This Week
After a week with no economic releases, this week we have a number of measurements:
- On Monday, April retail sales are expected to have declined.
- Wednesday and Thursday April PPI and CPI will be released but inflation isn’t a problem and likely the two reports won’t jar the markets.
- April housing starts and permits Thursday; starts expected to have declined while permits are expected to have increased.
- The May Philly Fed business index is thought to be slightly better, but the index is very close to neutral—not showing much improvement.
The interest rate markets continue to reflect the possible end to the 30-year old bond market rally that started in 1983 with 30-year mortgage rates at 17% and the 10-year note at 18% (bank prime rate at 20%).
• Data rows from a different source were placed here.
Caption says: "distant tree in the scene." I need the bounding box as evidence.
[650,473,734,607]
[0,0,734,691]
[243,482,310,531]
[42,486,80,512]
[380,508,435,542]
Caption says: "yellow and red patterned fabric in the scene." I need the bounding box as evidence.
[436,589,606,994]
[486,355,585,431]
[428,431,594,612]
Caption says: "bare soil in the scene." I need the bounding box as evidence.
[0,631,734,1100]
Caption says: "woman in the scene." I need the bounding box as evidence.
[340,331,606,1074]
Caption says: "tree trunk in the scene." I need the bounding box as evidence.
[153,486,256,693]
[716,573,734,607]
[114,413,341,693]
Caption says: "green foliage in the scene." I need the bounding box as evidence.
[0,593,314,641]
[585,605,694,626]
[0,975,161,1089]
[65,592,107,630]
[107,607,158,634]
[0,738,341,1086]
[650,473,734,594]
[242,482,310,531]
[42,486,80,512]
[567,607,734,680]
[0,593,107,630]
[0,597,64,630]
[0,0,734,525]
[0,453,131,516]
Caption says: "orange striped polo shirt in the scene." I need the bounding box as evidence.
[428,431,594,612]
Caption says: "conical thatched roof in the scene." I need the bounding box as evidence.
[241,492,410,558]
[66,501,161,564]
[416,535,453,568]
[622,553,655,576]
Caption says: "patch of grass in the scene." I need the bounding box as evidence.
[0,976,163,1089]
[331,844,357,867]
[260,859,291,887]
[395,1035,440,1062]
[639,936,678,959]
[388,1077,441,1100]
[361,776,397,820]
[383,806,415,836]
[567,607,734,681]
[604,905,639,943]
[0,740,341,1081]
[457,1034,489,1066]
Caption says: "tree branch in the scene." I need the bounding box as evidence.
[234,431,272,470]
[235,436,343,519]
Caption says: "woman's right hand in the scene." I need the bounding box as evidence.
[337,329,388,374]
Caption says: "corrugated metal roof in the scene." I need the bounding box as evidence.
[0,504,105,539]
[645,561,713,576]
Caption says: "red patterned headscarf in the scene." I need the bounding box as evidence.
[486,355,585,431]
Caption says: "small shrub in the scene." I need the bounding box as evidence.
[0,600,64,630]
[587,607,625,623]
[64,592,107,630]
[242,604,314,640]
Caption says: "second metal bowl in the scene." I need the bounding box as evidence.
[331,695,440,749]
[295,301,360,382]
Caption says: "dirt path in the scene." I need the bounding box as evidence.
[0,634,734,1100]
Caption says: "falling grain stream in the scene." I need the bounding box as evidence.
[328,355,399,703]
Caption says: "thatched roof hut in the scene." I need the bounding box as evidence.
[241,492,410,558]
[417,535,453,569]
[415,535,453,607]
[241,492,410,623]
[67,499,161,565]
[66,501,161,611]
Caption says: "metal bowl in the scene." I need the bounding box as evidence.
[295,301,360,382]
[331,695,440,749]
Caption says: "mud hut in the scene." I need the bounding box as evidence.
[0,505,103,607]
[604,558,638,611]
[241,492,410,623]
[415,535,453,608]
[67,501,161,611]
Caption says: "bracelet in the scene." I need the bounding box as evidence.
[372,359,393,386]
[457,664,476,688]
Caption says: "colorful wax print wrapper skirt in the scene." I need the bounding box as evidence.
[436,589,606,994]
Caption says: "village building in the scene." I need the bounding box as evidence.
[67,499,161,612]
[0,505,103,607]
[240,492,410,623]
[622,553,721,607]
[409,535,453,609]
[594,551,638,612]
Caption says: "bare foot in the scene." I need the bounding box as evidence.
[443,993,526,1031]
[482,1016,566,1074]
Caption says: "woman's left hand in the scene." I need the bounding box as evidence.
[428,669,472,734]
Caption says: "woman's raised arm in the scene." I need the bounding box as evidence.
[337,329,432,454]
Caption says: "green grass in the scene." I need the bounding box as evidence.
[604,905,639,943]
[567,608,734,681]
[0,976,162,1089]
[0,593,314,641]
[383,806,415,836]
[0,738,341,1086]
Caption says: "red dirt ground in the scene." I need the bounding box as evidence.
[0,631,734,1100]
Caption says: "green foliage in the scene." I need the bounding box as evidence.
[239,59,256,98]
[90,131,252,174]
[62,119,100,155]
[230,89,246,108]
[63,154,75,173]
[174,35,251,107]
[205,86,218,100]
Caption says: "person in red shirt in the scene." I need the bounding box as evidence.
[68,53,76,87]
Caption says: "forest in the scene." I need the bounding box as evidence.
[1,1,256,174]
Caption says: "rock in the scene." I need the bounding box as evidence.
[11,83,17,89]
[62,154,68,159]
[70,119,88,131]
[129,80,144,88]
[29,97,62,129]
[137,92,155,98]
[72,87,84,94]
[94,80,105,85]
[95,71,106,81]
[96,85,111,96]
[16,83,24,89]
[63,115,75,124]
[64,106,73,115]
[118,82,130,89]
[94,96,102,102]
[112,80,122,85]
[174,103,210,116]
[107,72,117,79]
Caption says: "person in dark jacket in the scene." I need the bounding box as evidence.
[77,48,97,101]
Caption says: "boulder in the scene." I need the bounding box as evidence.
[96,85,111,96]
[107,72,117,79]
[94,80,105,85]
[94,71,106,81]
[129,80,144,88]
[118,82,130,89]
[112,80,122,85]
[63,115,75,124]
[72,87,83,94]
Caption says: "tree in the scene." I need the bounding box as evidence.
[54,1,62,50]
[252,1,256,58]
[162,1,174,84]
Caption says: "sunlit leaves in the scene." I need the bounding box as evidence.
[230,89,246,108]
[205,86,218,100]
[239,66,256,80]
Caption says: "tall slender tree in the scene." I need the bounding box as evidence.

The action in the rate markets that was triggered by the strong April employment report has not been able to achieve even a modest bounce after rocketing the 10-year from an intraday low of 1.63% to 1.93% last Friday before ending the week at 1.89%. Mortgage rates were up about 15 basis points last week.
Japan’s plan to weaken its currency is working against the US bond market; as the yen falls there is less demand for US bonds. Every technical indicator on the bond and mortgage markets is now solidly bearish. Last Friday in a Tweet PIMCO co-CEO and bond king Bill Gross declared the end to the declining interest rate rally, even after Gross said a month ago he was increasing PIMCO’s investment in US notes and bonds. Most likely Gross was looking at the magnitude and speed in which rates rose last week.